Project 1
will be an individual project to give people practice with writing
an application in processing and get everyone ready to contribute
to the group projects to come. In this project everyone will learn
how to get data into processing, how to write an interactive
processing application, and how to create an effective user
interface for viewing and analyzing this data. This will give
everyone a common basis for communication In the later group
projects where people will most likely specialize in different
tasks.
The project will take a look at termperature data collected from
various rooms in evl over the last six years. You job is to create
an interactive visualization and analysis tool to help the user
better understand what affects the temperature in evl. This tool
will allow the user to decide things such as: how warm to dress
for a given day and room, where to place new equipment so rooms
and the equipment don't get too hot, how to change the settings
for the university heating and cooling, etc.
For the last six years we have used a one-wire system to monitor
temperatures in the lab. Every minute new temperature data is
collected and displayed. Each hour the current temperatures are
saved to a text file. At this point the data comes to 15 MB.
The data is available
at www.evl.uic.edu/aej/424/11p1data/history.txt.zip
In this case the data is already pre-processed to be an
appropriate size and in an easily readable form.
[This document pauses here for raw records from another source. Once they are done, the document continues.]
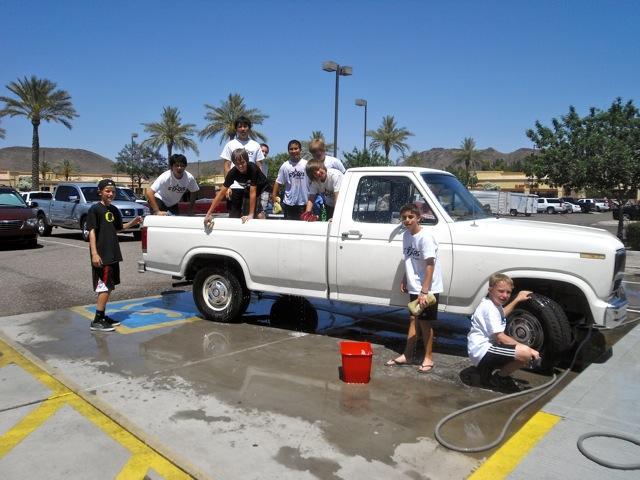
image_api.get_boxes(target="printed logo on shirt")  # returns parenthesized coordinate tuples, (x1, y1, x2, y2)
(105, 211, 115, 223)
(404, 246, 421, 258)
(167, 185, 187, 193)
(288, 171, 306, 179)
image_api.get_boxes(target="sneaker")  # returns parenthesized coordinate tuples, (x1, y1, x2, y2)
(90, 318, 115, 332)
(104, 315, 121, 327)
(488, 373, 521, 393)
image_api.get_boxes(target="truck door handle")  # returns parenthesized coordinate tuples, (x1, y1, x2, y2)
(341, 230, 363, 240)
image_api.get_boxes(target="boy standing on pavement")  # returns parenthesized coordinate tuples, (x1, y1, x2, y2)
(467, 273, 540, 391)
(308, 138, 345, 173)
(386, 203, 443, 373)
(146, 154, 199, 215)
(88, 179, 143, 332)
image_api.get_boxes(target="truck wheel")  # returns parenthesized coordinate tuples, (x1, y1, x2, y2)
(510, 209, 517, 216)
(546, 207, 554, 214)
(81, 217, 90, 242)
(37, 214, 52, 236)
(506, 293, 573, 368)
(193, 266, 244, 322)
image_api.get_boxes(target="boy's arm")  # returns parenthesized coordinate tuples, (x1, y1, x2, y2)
(242, 186, 257, 223)
(305, 194, 316, 213)
(122, 216, 143, 230)
(271, 182, 280, 204)
(503, 290, 532, 317)
(89, 229, 102, 267)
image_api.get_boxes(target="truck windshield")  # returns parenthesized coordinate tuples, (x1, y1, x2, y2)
(422, 173, 490, 221)
(81, 187, 132, 202)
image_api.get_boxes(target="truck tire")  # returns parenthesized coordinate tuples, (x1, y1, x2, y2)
(193, 266, 244, 322)
(81, 216, 90, 242)
(37, 214, 52, 236)
(506, 293, 573, 368)
(546, 207, 554, 214)
(510, 209, 517, 216)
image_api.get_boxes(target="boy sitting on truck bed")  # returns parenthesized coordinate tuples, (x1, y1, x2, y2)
(467, 273, 540, 392)
(304, 159, 343, 220)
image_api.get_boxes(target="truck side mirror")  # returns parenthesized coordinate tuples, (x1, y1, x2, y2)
(68, 196, 79, 203)
(29, 201, 38, 208)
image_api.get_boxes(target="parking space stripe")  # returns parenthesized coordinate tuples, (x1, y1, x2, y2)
(0, 338, 194, 479)
(468, 411, 560, 479)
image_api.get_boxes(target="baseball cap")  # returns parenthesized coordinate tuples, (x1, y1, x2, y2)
(97, 179, 116, 190)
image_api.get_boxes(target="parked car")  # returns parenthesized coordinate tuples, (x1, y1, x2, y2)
(564, 202, 582, 213)
(0, 186, 38, 248)
(578, 198, 609, 212)
(536, 197, 566, 214)
(21, 191, 53, 204)
(612, 203, 640, 221)
(119, 187, 148, 206)
(561, 197, 588, 213)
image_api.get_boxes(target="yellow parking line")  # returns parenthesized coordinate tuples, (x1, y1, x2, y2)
(468, 411, 560, 479)
(0, 338, 193, 479)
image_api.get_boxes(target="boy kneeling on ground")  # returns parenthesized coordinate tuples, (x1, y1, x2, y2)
(467, 273, 540, 391)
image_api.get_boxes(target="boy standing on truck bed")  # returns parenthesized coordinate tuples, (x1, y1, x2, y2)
(220, 116, 265, 177)
(146, 154, 199, 215)
(307, 138, 345, 173)
(467, 273, 540, 392)
(386, 203, 443, 373)
(88, 179, 143, 332)
(272, 140, 308, 220)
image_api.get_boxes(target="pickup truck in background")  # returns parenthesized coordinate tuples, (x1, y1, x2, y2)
(30, 182, 149, 241)
(139, 167, 627, 366)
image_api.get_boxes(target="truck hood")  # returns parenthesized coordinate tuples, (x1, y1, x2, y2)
(449, 217, 623, 254)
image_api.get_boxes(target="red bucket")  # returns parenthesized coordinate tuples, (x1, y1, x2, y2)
(340, 341, 373, 384)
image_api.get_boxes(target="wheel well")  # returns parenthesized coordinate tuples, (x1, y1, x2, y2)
(513, 278, 592, 326)
(185, 254, 247, 288)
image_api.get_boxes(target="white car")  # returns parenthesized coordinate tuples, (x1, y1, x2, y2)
(565, 202, 582, 213)
(578, 198, 609, 212)
(20, 191, 53, 205)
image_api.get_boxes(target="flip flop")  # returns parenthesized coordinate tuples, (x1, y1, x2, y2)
(385, 358, 411, 367)
(417, 364, 435, 374)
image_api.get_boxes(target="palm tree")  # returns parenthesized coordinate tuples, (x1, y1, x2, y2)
(0, 118, 5, 139)
(455, 137, 479, 186)
(40, 158, 51, 185)
(141, 106, 199, 160)
(55, 159, 78, 181)
(0, 76, 78, 190)
(367, 115, 413, 163)
(199, 93, 268, 145)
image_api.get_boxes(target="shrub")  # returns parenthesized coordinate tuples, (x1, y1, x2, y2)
(627, 222, 640, 250)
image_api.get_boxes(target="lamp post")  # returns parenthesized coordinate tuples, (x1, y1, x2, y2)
(355, 98, 367, 153)
(322, 61, 352, 157)
(130, 132, 138, 189)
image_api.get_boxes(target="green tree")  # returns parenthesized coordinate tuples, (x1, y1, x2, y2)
(267, 152, 289, 182)
(526, 98, 640, 239)
(199, 93, 268, 145)
(342, 148, 390, 169)
(403, 150, 423, 167)
(0, 76, 78, 190)
(40, 158, 51, 183)
(55, 159, 78, 181)
(367, 115, 413, 163)
(141, 106, 199, 160)
(454, 137, 480, 186)
(115, 143, 167, 189)
(445, 166, 478, 188)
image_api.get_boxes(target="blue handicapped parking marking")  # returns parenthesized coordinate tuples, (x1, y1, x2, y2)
(74, 291, 202, 333)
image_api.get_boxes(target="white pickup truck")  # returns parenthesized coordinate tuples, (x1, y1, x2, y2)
(139, 167, 627, 363)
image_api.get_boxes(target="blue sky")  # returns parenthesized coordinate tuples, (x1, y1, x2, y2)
(1, 0, 639, 162)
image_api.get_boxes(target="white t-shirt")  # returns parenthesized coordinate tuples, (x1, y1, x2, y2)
(150, 170, 199, 207)
(323, 155, 345, 173)
(309, 169, 343, 207)
(276, 159, 309, 206)
(220, 138, 265, 165)
(467, 297, 506, 366)
(402, 228, 443, 295)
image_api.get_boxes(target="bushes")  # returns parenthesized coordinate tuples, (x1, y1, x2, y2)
(627, 222, 640, 250)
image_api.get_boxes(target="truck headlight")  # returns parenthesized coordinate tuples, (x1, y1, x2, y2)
(25, 218, 38, 227)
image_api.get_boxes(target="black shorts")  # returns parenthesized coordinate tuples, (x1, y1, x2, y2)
(409, 293, 439, 321)
(228, 190, 264, 218)
(477, 344, 517, 375)
(156, 198, 179, 215)
(92, 263, 120, 292)
(283, 204, 305, 220)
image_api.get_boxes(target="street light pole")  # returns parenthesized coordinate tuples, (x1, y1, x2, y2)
(130, 132, 138, 190)
(355, 98, 367, 152)
(322, 61, 352, 157)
That won't hold
true for the later assignments.
Each line of the file looks like: May/04/2008 10:00 PM
FF00080057FB1810 67
The first element is the date, the second is the hour and
minute, the third is AM or PM, the fourth is the sensor ID, and
the fifth is the temperature in degrees Fahrenheit.
The temperature sensorIDs can be correlated to rooms
- 3B00080058124B10
- meeting room - 1
- 73000800B1D9BD10
- main lab - 2
- DB000800B1E8E710
- machine room - 3
- F2000800B1D88510
-
lounge
- 4
- 35000800B1EC2510
- prototype space - 5
- DB00080041634E10
- classroom - 6
- FF00080057FB1810
- office space - 7
Here is a small map showing where the various rooms are
geographically. While this project will primarily rely on graphs
to show the data, you will very likely need to show some kind of
simplified map as an informational graphic to tell the user
which room is which.
There is a non-annotated version of the map at
www.evl.uic.edu/aej/424/11p1data/evl_2nd_floor.jpg
that you might help.
in general the data is collected on each hour (eg 10:00) but if
the program was offline at that time it might be at a different
minute, or there might be several in the same hour if the
program is stopped and started again. There may also be holes in
the data due to power failures or program crashes.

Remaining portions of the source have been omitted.